Freizeit in Penzberg:Gärtnern in der Stadt

Das Projekt "Urban Gardening" soll in Penzberg an den Start gehen

Von Alexandra Vecchiato, Penzberg

Das Projekt "Gemeinschaftsgarten" in Penzberg nimmt Gestalt an. Laut Beschluss soll ein solcher auf einer etwa 1100 Quadratmeter großen Grünfläche an der Fischhaberstraße entstehen - zwischen den beiden Friedhofsparkplätzen. Der Verwaltungs- und Finanzausschuss hat sich kürzlich erneut mit dem Vorhaben, das auf einen Antrag der Fraktion Penzberg Miteinander zurückgeht, befasst. Denn es liegen nun Kostenschätzungen und ein erster Entwurf für eine Hausordnung vor.
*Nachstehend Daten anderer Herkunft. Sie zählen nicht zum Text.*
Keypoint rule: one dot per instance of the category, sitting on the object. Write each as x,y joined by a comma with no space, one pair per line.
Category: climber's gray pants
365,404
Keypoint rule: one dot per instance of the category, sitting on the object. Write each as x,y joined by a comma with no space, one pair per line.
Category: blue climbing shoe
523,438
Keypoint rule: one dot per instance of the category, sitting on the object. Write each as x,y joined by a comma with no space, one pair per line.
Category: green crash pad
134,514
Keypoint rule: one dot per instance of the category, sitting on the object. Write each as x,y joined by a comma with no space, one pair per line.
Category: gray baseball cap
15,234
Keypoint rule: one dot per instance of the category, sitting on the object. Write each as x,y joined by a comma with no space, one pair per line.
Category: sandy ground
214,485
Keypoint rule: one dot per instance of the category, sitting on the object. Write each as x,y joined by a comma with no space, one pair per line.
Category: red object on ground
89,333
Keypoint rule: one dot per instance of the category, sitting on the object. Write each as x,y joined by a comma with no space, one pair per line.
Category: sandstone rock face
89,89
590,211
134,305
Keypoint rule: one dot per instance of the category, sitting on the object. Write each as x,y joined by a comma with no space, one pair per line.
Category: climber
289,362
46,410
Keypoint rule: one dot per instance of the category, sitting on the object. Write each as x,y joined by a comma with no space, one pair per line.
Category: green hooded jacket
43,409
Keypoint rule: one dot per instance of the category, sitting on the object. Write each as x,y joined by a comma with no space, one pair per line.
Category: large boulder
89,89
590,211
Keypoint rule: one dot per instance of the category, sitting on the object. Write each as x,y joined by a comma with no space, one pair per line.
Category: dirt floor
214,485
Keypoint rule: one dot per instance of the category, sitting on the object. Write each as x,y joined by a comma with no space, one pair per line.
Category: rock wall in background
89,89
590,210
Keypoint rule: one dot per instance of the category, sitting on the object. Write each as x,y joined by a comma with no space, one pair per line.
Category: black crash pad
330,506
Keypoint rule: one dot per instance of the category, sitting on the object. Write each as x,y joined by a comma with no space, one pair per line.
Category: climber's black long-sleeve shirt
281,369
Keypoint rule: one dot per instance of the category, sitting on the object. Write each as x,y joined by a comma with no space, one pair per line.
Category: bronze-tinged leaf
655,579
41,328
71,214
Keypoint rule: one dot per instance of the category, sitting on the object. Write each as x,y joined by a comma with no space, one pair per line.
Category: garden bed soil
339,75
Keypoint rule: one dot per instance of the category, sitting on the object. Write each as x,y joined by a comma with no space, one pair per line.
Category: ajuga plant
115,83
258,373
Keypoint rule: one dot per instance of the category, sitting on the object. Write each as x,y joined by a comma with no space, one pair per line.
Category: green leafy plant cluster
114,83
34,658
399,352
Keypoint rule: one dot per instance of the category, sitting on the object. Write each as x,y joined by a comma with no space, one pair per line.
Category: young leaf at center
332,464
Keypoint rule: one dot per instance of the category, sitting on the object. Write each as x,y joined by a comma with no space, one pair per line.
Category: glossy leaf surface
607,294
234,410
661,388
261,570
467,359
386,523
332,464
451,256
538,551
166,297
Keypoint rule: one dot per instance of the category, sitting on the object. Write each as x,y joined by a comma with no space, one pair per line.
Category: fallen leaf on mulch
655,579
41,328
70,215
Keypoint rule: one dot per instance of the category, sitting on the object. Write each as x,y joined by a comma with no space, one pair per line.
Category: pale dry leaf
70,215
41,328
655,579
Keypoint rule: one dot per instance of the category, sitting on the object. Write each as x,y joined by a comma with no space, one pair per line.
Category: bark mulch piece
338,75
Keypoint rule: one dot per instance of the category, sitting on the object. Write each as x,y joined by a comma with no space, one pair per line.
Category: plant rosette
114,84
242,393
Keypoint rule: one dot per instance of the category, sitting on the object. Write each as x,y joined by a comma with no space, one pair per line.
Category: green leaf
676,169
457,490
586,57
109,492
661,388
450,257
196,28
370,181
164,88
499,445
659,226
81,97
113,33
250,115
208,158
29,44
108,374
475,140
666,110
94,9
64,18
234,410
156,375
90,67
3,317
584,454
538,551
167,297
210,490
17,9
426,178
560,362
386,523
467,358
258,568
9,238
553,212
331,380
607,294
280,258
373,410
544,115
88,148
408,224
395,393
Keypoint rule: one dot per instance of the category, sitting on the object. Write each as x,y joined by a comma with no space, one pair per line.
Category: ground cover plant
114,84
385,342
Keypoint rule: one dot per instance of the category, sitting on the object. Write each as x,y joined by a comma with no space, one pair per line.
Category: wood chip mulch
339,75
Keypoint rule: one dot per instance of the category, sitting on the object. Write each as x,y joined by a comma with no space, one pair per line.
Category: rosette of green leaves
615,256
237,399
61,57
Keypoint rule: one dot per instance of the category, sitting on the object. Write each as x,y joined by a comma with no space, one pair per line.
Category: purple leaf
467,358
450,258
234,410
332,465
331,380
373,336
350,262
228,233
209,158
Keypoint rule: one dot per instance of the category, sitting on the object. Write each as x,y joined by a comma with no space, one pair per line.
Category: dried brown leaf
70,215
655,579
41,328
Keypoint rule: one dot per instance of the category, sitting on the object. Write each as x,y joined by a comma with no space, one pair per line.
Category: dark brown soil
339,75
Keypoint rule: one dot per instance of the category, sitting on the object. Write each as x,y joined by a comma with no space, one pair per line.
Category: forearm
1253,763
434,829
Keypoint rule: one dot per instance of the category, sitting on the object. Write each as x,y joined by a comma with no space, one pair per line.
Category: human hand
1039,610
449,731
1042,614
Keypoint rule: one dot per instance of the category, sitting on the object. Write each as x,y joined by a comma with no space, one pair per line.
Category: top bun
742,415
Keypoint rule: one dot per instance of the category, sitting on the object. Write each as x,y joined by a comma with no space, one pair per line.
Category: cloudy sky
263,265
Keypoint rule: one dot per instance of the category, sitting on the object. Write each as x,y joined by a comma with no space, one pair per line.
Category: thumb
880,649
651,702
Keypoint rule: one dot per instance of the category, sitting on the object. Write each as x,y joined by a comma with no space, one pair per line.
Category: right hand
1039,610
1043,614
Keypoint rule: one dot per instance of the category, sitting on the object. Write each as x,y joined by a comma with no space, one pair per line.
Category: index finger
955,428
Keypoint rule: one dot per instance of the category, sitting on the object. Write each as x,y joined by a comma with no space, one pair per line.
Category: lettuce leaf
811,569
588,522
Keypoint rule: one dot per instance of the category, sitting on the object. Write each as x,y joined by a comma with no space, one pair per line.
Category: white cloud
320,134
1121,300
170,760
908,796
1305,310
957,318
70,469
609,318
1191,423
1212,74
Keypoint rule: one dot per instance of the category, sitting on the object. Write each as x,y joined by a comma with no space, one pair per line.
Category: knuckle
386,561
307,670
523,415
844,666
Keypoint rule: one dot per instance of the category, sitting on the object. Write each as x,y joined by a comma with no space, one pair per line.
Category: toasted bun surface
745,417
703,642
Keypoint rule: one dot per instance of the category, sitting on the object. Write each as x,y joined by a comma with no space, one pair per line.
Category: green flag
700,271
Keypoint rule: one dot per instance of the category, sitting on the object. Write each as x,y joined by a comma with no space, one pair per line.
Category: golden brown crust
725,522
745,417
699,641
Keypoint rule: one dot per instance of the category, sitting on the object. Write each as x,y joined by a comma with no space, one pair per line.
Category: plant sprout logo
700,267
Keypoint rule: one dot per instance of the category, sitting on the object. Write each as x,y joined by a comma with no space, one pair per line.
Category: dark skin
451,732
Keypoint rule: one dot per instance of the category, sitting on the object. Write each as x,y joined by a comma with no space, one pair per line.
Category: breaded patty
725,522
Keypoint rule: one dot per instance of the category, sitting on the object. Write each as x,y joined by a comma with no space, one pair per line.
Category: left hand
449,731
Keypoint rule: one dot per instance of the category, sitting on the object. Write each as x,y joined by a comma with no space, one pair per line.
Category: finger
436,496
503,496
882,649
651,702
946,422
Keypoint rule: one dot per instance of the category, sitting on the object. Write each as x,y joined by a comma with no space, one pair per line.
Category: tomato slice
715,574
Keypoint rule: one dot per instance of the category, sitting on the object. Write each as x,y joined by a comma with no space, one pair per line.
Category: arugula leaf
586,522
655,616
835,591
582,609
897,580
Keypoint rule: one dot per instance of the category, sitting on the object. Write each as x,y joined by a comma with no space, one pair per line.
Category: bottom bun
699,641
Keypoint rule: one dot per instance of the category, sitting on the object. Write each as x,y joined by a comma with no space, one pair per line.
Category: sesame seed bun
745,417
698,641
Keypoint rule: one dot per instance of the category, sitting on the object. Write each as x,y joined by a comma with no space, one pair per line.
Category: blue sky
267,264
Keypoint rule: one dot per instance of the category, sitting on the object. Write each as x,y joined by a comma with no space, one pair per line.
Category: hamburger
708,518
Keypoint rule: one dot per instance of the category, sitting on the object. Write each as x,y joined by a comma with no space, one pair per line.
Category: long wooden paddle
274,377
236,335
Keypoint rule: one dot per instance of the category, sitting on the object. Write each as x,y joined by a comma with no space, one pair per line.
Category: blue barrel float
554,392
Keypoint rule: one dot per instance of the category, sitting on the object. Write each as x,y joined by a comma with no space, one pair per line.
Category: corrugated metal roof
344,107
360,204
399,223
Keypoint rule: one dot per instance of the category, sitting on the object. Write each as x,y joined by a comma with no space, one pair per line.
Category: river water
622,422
In den vergangenen Wochen hat die Verwaltung sowohl ein Nutzungskonzept als auch eine Hausordnung erarbeitet. Das Konzept ist Ergebnis eines Ortstermins mit den künftigen Gartennutzern. Beide Dokumente lagen in der Sitzung nur den Ausschussmitgliedern vor. Den Wortmeldungen nach zu schließen, ist die Hausordnung recht umfassend. Dennoch regte Ute Frohwein-Sendl (Penzberg Miteinander) weitere Ergänzungen an, etwa, dass Neophyten wie das indische Springkraut von den Gartlern bekämpft werden müssten, keine Pflanzen, aus denen Betäubungsmittel gewonnen werden können, angebaut werden dürften oder Ruhezeiten einzuhalten seien: von 13 bis 15 Uhr und von 22 Uhr bis 6 Uhr früh.

Letzteres konnte Kerstin Engel (Grüne) nicht nachvollziehen. Dass vor allem Beerdigungen nicht durch lärmträchtiges, gärtnerisches Treiben gestört werden dürften, sei nachzuvollziehen, sagte sie. "Aber abends dürfen sie dann schon mal feiern."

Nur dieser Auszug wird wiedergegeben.